Mieux vaut en être conscient, le téléfilm que diffusera TF1, le lundi 3 décembre à 20h50 s’inscrit dans une offensive, épisode singulièrement dangereux d’un plan d’ensemble pour obtenir l’euthanasie légale. Le piège tendu à notre émotion est résumé par un titre : « Marie Humbert : l’amour d’une mère ». On connaît l’issue du drame de Berck-sur-Mer avec la mort de Vincent le 26 septembre 2003. Cette fin venait d’être annoncée par cette femme éprouvée, déjà sur TF1. Trois ans, jour pour jour, après l’accident de son fils, elle passait à l’acte, sans parvenir à ses fins. Pouvait-elle reculer à la veille de la sortie du livre qu’on prétendait qu’il avait dicté ? Deux jours plus tard, un réanimateur paniqué administrait deux injections létales au jeune homme qui sortait du coma. Et les Français presque unanimes de se réjouir de l’épilogue. On n’avait pas cessé de leur dire que la vie de Vincent était invivable. Une mère devenait missionnaire de la mort administrée « par amour ».

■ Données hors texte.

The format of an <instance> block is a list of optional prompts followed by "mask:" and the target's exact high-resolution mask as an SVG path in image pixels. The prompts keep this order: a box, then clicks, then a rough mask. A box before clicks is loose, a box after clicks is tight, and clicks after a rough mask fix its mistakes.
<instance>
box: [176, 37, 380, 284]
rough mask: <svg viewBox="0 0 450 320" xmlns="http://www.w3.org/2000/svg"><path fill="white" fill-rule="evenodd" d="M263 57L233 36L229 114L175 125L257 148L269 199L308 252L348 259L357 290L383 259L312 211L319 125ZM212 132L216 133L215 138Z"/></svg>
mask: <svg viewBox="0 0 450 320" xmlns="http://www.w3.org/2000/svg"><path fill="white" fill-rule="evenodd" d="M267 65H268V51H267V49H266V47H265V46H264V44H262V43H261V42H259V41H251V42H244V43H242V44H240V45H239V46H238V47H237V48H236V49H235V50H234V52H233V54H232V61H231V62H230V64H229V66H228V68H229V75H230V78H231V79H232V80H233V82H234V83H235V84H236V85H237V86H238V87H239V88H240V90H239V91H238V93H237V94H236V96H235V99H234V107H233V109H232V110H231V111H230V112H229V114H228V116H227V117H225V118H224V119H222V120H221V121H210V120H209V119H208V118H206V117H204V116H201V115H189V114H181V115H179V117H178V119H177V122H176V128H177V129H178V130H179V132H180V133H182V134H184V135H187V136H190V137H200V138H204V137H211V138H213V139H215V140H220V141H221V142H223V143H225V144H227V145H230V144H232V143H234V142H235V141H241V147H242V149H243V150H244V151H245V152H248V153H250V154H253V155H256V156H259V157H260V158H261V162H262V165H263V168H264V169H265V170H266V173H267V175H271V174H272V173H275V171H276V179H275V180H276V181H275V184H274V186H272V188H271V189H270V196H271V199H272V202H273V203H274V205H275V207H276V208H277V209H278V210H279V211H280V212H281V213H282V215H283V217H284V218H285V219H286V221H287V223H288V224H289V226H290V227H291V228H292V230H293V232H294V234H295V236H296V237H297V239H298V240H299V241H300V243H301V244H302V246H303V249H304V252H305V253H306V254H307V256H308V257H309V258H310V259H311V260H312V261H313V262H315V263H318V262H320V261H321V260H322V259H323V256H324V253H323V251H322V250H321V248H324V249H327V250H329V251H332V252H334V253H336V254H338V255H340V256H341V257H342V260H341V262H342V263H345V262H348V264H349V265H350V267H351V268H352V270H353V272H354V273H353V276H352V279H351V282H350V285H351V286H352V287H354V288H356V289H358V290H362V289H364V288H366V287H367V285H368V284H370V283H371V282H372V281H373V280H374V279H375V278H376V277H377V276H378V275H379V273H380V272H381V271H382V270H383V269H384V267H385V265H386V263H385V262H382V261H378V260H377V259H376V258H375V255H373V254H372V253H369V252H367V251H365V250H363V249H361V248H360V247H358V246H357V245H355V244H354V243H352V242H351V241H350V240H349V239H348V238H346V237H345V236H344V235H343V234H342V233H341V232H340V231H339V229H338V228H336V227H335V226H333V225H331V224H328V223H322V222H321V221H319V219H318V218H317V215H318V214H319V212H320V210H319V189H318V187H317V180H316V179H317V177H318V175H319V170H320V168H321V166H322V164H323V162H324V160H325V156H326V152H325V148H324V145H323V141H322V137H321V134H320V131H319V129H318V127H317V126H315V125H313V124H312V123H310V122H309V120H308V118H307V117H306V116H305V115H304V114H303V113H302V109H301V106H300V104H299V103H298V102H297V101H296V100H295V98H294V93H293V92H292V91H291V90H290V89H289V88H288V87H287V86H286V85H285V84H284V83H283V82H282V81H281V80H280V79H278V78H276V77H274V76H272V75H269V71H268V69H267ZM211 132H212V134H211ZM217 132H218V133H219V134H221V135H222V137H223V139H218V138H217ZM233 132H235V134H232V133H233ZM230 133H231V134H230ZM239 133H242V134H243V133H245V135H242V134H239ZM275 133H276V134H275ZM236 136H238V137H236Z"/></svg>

Seules fausses-notes dans le concert de louanges qui faisait d’elle une sainte laïque, la parole des soignants de l’hôpital Héliomarin de Berck qui avaient connu et aimé Vincent Humbert. Ils avaient assisté, impuissants, à l’égarement d’une femme manipulée par des associations. Après la mort de Vincent, c’est à eux qu’il revint de rassurer les patients et les familles qui ont pu croire qu’on mettrait aussi fin à leurs jours.

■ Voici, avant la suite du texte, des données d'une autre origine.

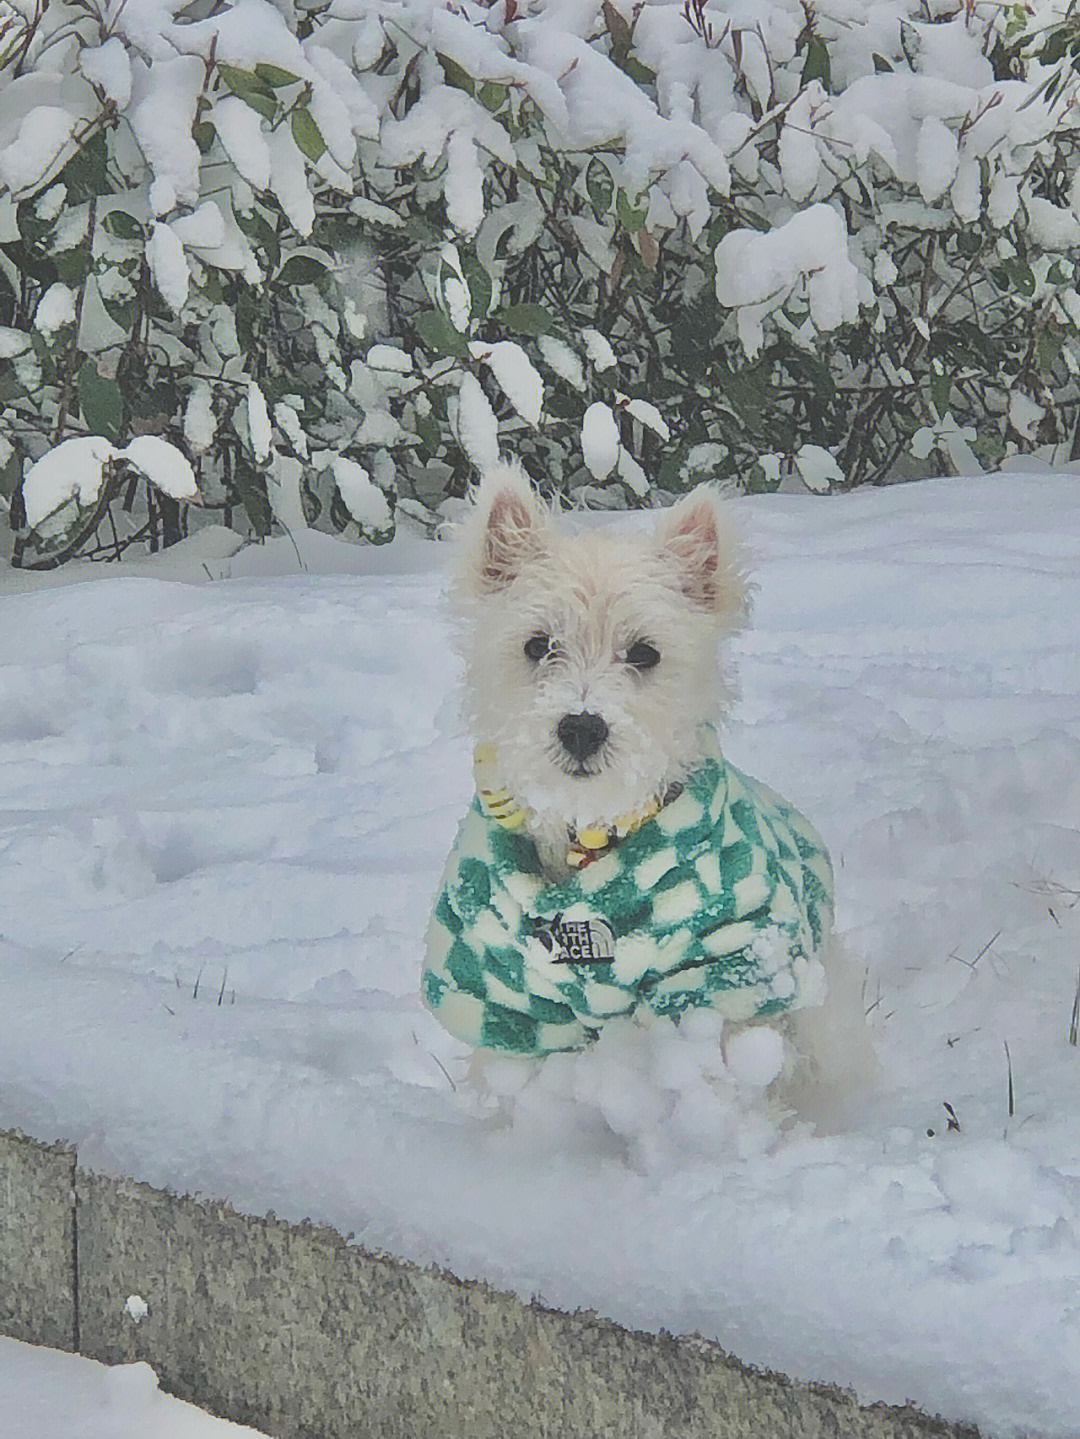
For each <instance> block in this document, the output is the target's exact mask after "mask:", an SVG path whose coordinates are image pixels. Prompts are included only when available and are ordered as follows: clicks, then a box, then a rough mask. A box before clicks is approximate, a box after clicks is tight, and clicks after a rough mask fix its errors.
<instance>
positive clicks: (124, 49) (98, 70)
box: [79, 35, 131, 109]
mask: <svg viewBox="0 0 1080 1439" xmlns="http://www.w3.org/2000/svg"><path fill="white" fill-rule="evenodd" d="M79 69H81V71H82V73H83V75H85V76H86V79H88V81H91V83H93V85H101V88H102V92H104V94H105V96H106V98H108V99H112V101H115V102H116V105H118V106H119V108H121V109H124V108H125V106H127V104H128V101H129V99H131V59H129V56H128V50H127V46H125V45H124V42H122V40H121V39H119V36H116V35H114V36H112V37H111V39H109V40H106V42H105V43H104V45H99V46H96V47H91V46H88V47H86V49H83V50H81V52H79Z"/></svg>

Le témoignage des médecins et d’un kinésithérapeute fut brièvement évoqué par quelques médias courageux (Le Quotidien du Médecin, La Croix…) avant que ne retombe la chape de plomb de l’Histoire officielle. Or c’est cette interprétation biaisée que vont subir des millions de télé-spectateurs. Ne cachant pas sa volonté de rouvrir le débat sur l’euthanasie, le réalisateur du téléfilm a pris soin de ne conserver pour ses personnages que les vrais noms de ceux qui cautionnent la mort de Vincent. Réduits au silence ou à la caricature, les autres ne peuvent se défendre.
Séquence après séquence, il s’agit de nous noyer dans les larmes de ce que Jean-Paul II a osé nommer « la pitié fallacieuse », celle qui, plutôt que de leur venir en aide, nous fait nier le sens de la vie de ceux qui endurent une épreuve. Celle de Vincent n’était pas des moindres. Mais elle n’était pas ce qu’on nous en dit aujourd’hui. Auprès des témoins occultés, on prend la mesure du mensonge sur la situation réelle du jeune homme : il n’était ni tétraplégique, ni aveugle ; il n’éprouvait pas de souffrance physique… Toutes les aides qui ont été proposées à sa mère ont été refusées, y compris une place dans une Maison d’Accueil Spécialisée flambant neuve, sans même que Vincent ait pu la visiter. La véritable histoire de l’affaire Humbert reste à raconter : solitude d’une mère, absence du père, confusion des sentiments, déni des troubles du comportement, orchestration médiatique, manipulation de l’opinion…
La diffusion de cette fiction engagée, se joue comme une nouvelle vague d’assaut. On parle de deux cent mille pétitionnaires en faveur de l’euthanasie. Pendant ce temps à Berck-sur-Mer, des soignants, d’autres grands accidentés et leurs familles continuent discrètement de se battre pour la vie. Hommage leur soit rendu.